The black disperses from around us, leaving an untouched circle of cool water where Elian and I linger safely.

The sirens leap out of the scalding water, hissing as their skin begins to blister and dissolve. They throw themselves onto the snow and Elian’s crew jumps back, no longer under the spell of the song.

Not all of them make it.

Sirens in the center of the water torch like kindling before I’m able to think of saving them. It takes no time at all for their screams to turn to wind and their bodies to foam, and the cauldron of water claims them as though they never existed at all.

The remaining sirens cower against the snow and let out a legion of grievous screams.

“Let’s see your treacherous army help you now,” the Sea Queen says.

“Elian, duck!” Kye’s call punctures across the ravine.

We turn in unison to see Madrid aim her gun at the Sea Queen. The shot fires, and true to Madrid’s skill, it hits the queen square in the back. If it was any other beast, it would have pierced straight through to its heart. But my mother is forged in something from below the depths of hell, and when the bullet ricochets off her, she cackles.

In one swift movement, the Sea Queen swirls and aims her trident at them. An inferno shoots from each pitchfork point, embers discharging through the air until a line of fire blazes across the snow, cutting our armies off. I can barely see them over the flames.

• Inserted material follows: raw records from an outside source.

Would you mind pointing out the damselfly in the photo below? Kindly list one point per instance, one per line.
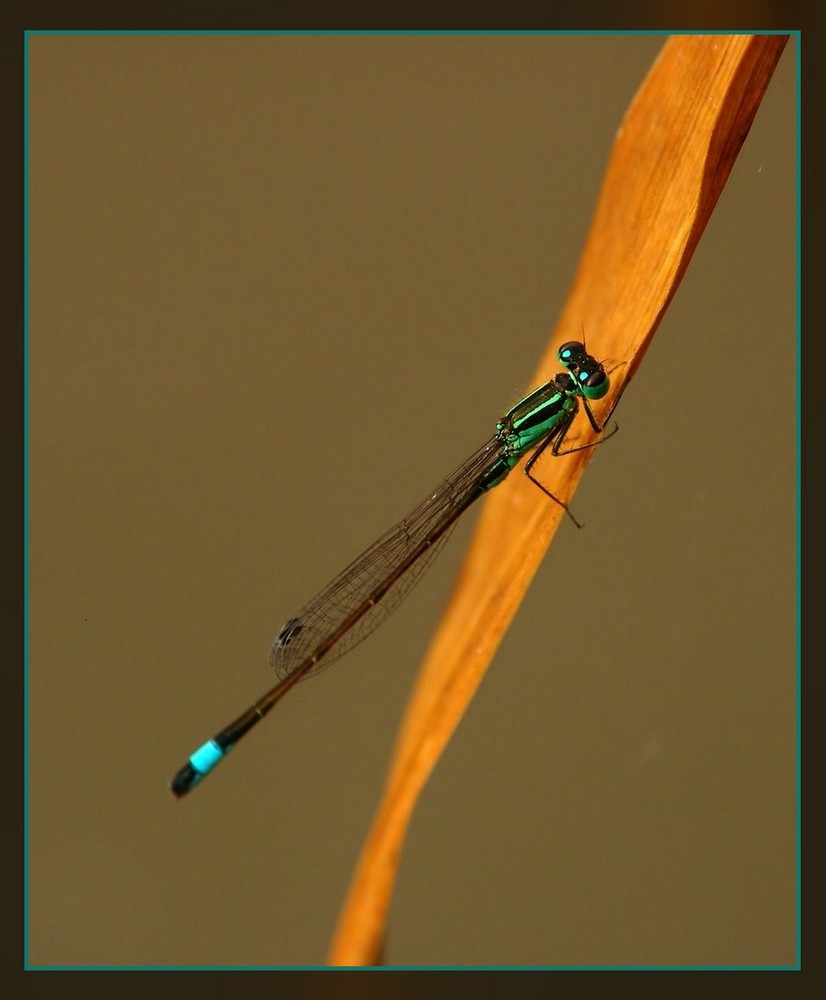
(360, 598)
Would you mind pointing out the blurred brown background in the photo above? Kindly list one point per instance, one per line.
(280, 285)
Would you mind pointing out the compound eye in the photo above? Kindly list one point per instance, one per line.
(571, 353)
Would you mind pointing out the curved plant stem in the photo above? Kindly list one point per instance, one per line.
(671, 158)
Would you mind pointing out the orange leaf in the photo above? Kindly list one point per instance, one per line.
(671, 158)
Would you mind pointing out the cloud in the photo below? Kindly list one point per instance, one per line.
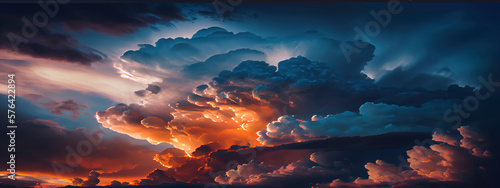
(111, 155)
(399, 78)
(152, 89)
(57, 107)
(91, 181)
(172, 157)
(237, 104)
(49, 42)
(371, 119)
(438, 162)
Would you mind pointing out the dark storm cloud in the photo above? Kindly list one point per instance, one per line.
(46, 40)
(291, 165)
(222, 50)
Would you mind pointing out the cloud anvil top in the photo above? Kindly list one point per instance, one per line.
(230, 93)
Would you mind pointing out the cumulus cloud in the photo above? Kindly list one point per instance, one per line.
(91, 181)
(152, 89)
(112, 155)
(237, 104)
(172, 157)
(443, 161)
(255, 173)
(371, 119)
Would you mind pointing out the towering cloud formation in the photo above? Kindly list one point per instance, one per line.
(371, 119)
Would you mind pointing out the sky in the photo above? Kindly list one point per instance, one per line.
(251, 94)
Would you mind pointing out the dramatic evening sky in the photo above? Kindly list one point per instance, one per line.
(173, 87)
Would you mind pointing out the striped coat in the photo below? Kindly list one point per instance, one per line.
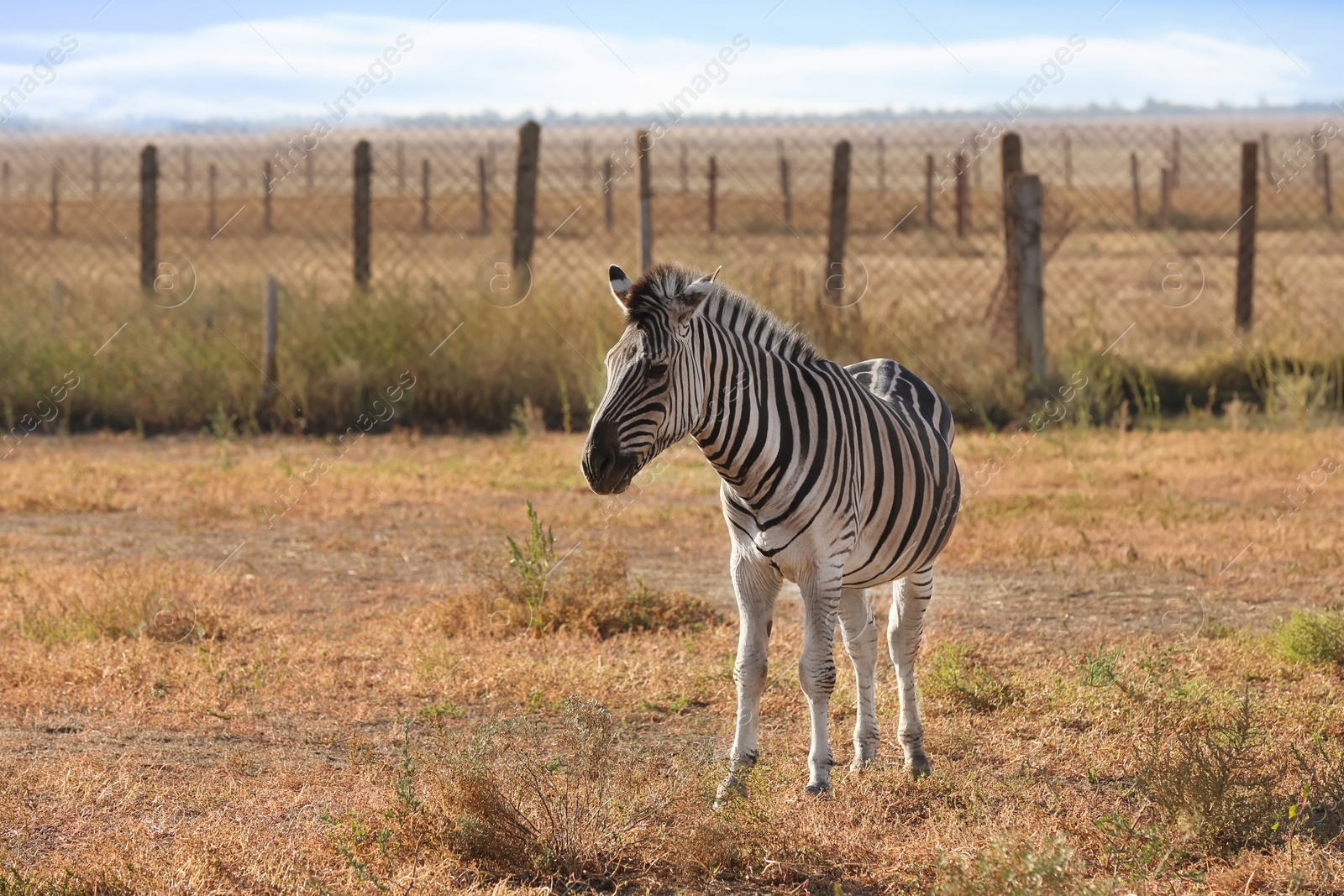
(835, 479)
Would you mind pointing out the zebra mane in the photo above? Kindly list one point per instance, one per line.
(664, 284)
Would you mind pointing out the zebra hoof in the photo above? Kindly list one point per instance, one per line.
(729, 790)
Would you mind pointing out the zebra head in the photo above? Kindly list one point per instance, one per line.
(655, 385)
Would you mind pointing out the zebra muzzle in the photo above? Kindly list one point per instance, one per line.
(606, 469)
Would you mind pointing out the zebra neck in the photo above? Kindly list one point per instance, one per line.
(738, 429)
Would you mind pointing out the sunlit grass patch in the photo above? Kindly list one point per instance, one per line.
(588, 590)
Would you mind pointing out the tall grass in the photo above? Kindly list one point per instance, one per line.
(154, 369)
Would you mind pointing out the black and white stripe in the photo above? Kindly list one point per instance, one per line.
(833, 477)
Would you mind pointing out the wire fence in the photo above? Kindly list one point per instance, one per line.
(1140, 226)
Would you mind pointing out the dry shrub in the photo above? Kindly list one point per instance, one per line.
(1016, 868)
(960, 673)
(1320, 768)
(569, 801)
(585, 591)
(1216, 778)
(161, 604)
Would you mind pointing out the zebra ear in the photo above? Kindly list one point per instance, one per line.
(694, 295)
(620, 285)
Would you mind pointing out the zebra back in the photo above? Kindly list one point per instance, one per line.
(897, 385)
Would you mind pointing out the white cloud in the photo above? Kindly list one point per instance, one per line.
(228, 71)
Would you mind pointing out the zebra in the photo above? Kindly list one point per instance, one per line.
(833, 477)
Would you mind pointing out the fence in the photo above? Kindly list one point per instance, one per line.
(906, 239)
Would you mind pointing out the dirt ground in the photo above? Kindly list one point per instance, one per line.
(210, 647)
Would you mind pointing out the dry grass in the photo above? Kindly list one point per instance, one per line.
(1106, 703)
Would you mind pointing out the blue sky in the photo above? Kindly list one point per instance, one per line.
(245, 60)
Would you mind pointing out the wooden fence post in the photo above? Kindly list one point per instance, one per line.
(1030, 269)
(212, 176)
(1326, 184)
(606, 194)
(524, 206)
(644, 144)
(148, 217)
(963, 196)
(266, 196)
(882, 168)
(1164, 201)
(714, 197)
(929, 191)
(1247, 239)
(1175, 164)
(1011, 172)
(270, 332)
(484, 194)
(835, 277)
(425, 194)
(1133, 181)
(55, 201)
(363, 217)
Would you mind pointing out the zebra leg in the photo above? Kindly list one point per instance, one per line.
(905, 631)
(756, 586)
(860, 642)
(817, 668)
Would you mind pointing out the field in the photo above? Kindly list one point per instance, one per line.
(443, 219)
(233, 667)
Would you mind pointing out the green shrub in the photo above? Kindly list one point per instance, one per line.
(1312, 637)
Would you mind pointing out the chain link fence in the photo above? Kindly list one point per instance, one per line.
(1140, 238)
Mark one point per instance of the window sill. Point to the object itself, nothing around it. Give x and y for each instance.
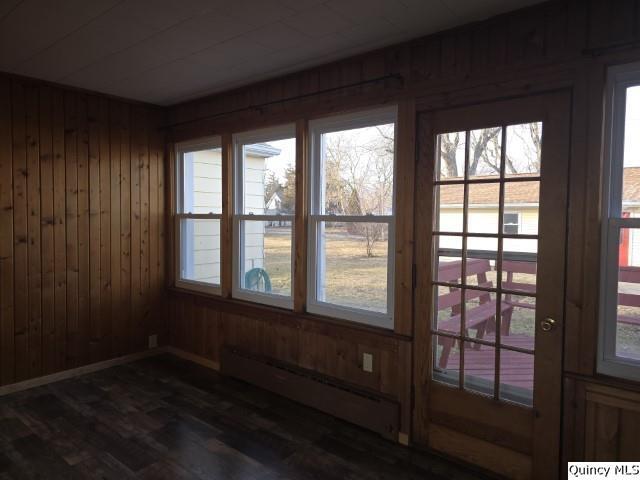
(296, 319)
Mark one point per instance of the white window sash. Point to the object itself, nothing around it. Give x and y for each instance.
(317, 128)
(181, 149)
(609, 363)
(240, 140)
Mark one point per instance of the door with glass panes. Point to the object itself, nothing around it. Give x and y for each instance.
(490, 253)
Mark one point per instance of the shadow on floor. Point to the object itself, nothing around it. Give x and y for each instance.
(165, 418)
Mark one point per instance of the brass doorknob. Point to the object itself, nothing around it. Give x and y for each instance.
(547, 324)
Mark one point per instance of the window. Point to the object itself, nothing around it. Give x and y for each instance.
(511, 223)
(619, 347)
(199, 211)
(264, 208)
(351, 220)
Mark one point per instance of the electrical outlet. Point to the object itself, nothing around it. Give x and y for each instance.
(367, 362)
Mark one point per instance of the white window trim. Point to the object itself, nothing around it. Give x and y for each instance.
(316, 129)
(518, 223)
(619, 79)
(256, 136)
(180, 149)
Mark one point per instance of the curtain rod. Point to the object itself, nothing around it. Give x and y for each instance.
(394, 76)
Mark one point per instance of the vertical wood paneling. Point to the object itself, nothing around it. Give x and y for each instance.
(65, 228)
(88, 292)
(7, 360)
(47, 233)
(20, 233)
(125, 323)
(115, 132)
(59, 231)
(136, 279)
(33, 227)
(145, 283)
(104, 350)
(93, 230)
(71, 202)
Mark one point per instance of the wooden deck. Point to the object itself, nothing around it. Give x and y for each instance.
(516, 369)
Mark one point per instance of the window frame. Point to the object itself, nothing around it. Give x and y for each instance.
(181, 149)
(619, 79)
(280, 132)
(318, 127)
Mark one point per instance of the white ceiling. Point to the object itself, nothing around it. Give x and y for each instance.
(167, 51)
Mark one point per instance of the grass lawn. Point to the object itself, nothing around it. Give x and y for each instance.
(353, 279)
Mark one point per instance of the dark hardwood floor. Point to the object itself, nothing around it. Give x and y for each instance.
(164, 418)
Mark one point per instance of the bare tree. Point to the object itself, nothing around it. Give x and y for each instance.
(359, 179)
(485, 151)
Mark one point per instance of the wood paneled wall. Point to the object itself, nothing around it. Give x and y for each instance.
(558, 45)
(605, 421)
(203, 325)
(82, 228)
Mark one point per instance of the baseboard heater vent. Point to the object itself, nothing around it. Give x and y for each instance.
(329, 395)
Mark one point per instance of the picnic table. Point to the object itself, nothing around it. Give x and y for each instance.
(481, 315)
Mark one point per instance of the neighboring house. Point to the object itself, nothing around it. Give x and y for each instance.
(521, 209)
(204, 170)
(274, 207)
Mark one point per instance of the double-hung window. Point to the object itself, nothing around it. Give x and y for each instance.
(619, 348)
(351, 218)
(264, 207)
(198, 215)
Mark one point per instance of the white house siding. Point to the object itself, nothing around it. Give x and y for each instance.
(634, 241)
(485, 220)
(254, 202)
(207, 198)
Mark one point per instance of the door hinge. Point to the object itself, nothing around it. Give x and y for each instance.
(414, 276)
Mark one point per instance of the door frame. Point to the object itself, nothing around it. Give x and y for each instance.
(513, 442)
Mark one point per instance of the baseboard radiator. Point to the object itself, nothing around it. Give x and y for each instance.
(329, 395)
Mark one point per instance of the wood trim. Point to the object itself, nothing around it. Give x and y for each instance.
(423, 293)
(405, 177)
(326, 325)
(502, 424)
(226, 227)
(301, 222)
(192, 357)
(486, 455)
(78, 371)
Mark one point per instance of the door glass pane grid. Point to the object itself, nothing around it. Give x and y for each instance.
(475, 315)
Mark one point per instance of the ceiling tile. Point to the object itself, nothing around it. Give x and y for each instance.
(318, 21)
(36, 24)
(472, 10)
(164, 51)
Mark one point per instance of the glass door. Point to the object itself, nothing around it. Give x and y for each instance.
(490, 282)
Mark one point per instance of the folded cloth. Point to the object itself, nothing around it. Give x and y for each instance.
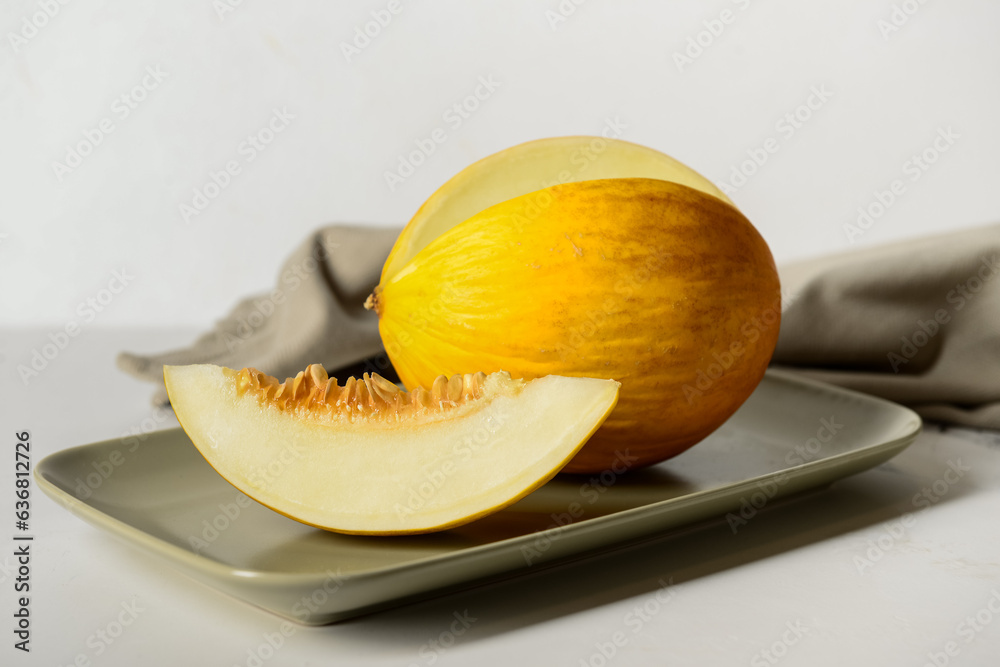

The Sea Queen screams a laugh. “Nobody can save you,” she says.

I seethe, squeezing Elian’s hand just that bit tighter. “I can kill you just fine on my own.”

“But you’re not on your own,” she says. “Yet.”

My eyes widen and the moment she turns to Elian, I use all the power I have to shove him to the side. He arcs through the air, the eye’s protection still holding like an orb around him. I hear the crash of his body hit the water just in time for my mother’s tentacle to smash into my chest. My ribs crack.

My mother wastes no time. Small tornadoes burst from the air, circling around her like loyal subjects. They move like they have minds, and when my mother points a finger in my direction, they lurch toward me. Without thinking, I thrust my arms into the air and drag the water up like a shield. It leaps at my command and then curls into a wave, swallowing the swirling thunderclouds.

My mother may have tricks, but now I have just as many. As soon as the wave demolishes her magic, I feel quenched. As though each time I use the eye, a small piece of my hunger chips away. Feeding the power inside.

The Sea Queen shrieks, and a crack of thunder shoots beside me. Above, the clouds begin to rumble and turn black. Thunder moans, and I smell the electricity of the incoming storm.

“You have a lot to learn,” my mother says.

She raises her trident in the air, swirling it around and around. With every circle, the sky seems to twist, clouds lurching and swarming until the entire sky is made of nothing but gray.

Then lightning rains down around me.